私の働く風俗店でナンバーワンの人気を誇るマコちゃんだ。
何故か私にすごくなついてくれているんだけど、こんな可愛らしい見た目で私よりもずっと年上らしい……。
「心配かけちゃってごめんね、もう大丈夫だから」
「でも、しばらくバンドがお休みしちゃうって聞いたよ? 遥ちゃん大好きだったから、寂しいよね……」
まるで自分のことのように目に涙を溜めるマコちゃん。
私が男だったら今すぐ小脇に抱えてお持ち帰りしたいくらい可愛い。
「そうだ! 遥ちゃん、新しい趣味を見つけてみようよ!」
先ほどまで悲しそうな顔をしていたマコちゃんが、一変してパッと明るい表情でそう言った。彼女のことだから、次に出てくる言葉も想像できる。
「あたし、最近また新しいホストクラブを見つけてきたんだぁ。

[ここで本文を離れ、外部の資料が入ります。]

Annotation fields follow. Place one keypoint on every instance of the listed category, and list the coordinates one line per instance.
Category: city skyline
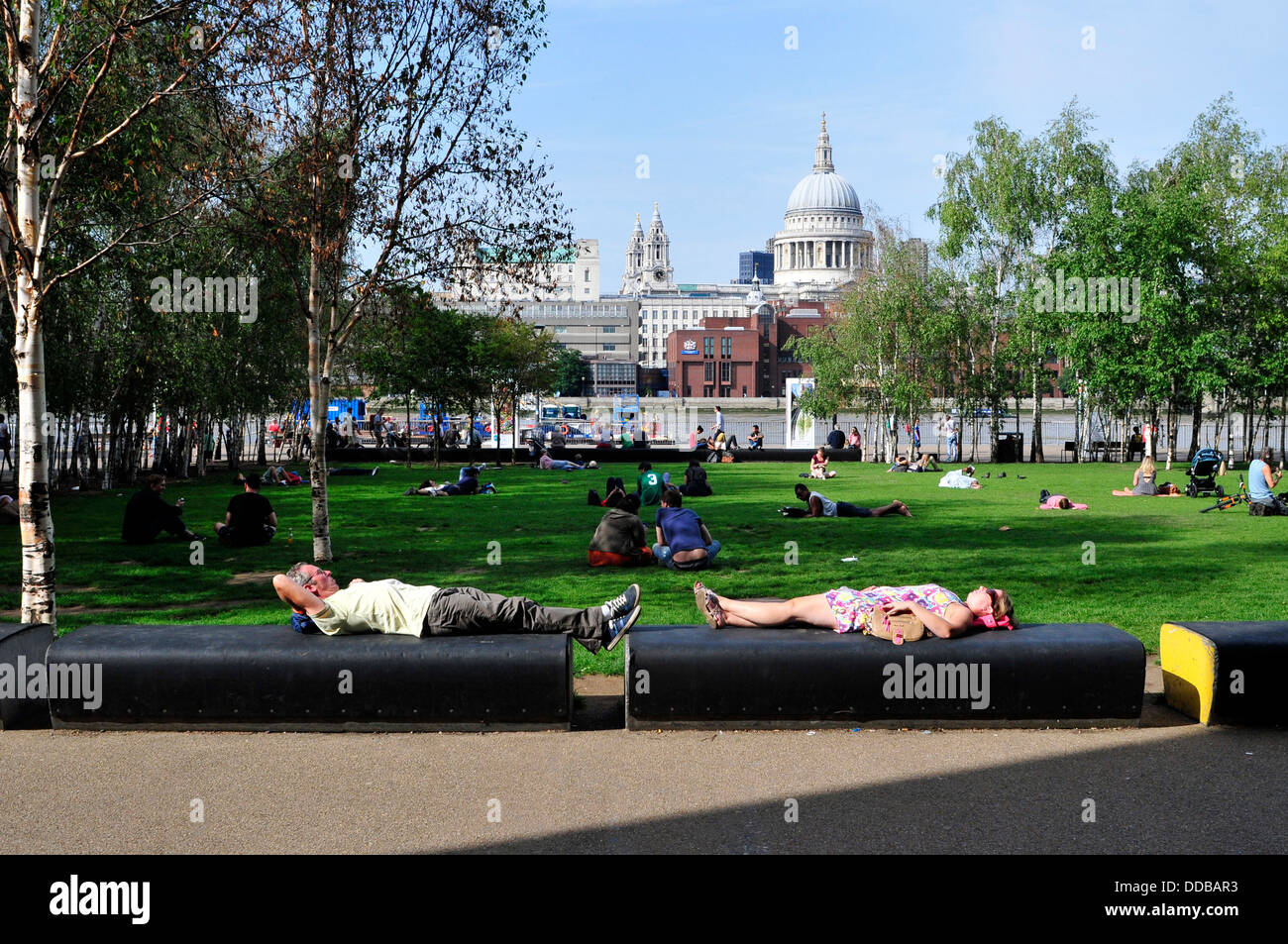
(708, 111)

遥ちゃんも一緒に行ってみようよ~」
そう、マコちゃんは年齢不詳の見た目でありながら、ホスト通いを生きがいにしている。
あの現実離れしているキラキラした空間が大好きらしい。
いつも待機室で彼女が話すのは、シャンパンタワーだとか、ホストの外車に乗ったとか、そういった内容ばかりなの。
実年齢はともかく、こんな幼い見た目でホストに一気飲みさせているなんて、全然イメージができない。
「でも私、ホストとか興味ないしなぁ」
「それでもいいの! 一度行ってみたら楽しいかもしれないじゃーん!」
実は、これまでも何度かホストクラブに誘われたことがある。
だけど、私はお酒が強くないし、それに仕事じゃないのに男の人とお喋りしなきゃいけないのって肩がこっちゃいそう。
そんなわけで今まで一度も参加していなかった。
「バンドが休止している間だけの息抜きだと思ってさ、一緒に行こうよ。あたし、ずっと遥ちゃんとホスト行きたいと思ってたんだよぉ!」
もしかして、……これもマコちゃんなりの心配の仕方なんだろうか。
仕事を復帰したものの、私はやっぱり心のどこかに穴が空いているような気がしていた。
『Schwarze wolf』という人気V系バンドの存在は、私にとってそれだけ大きかったんだ。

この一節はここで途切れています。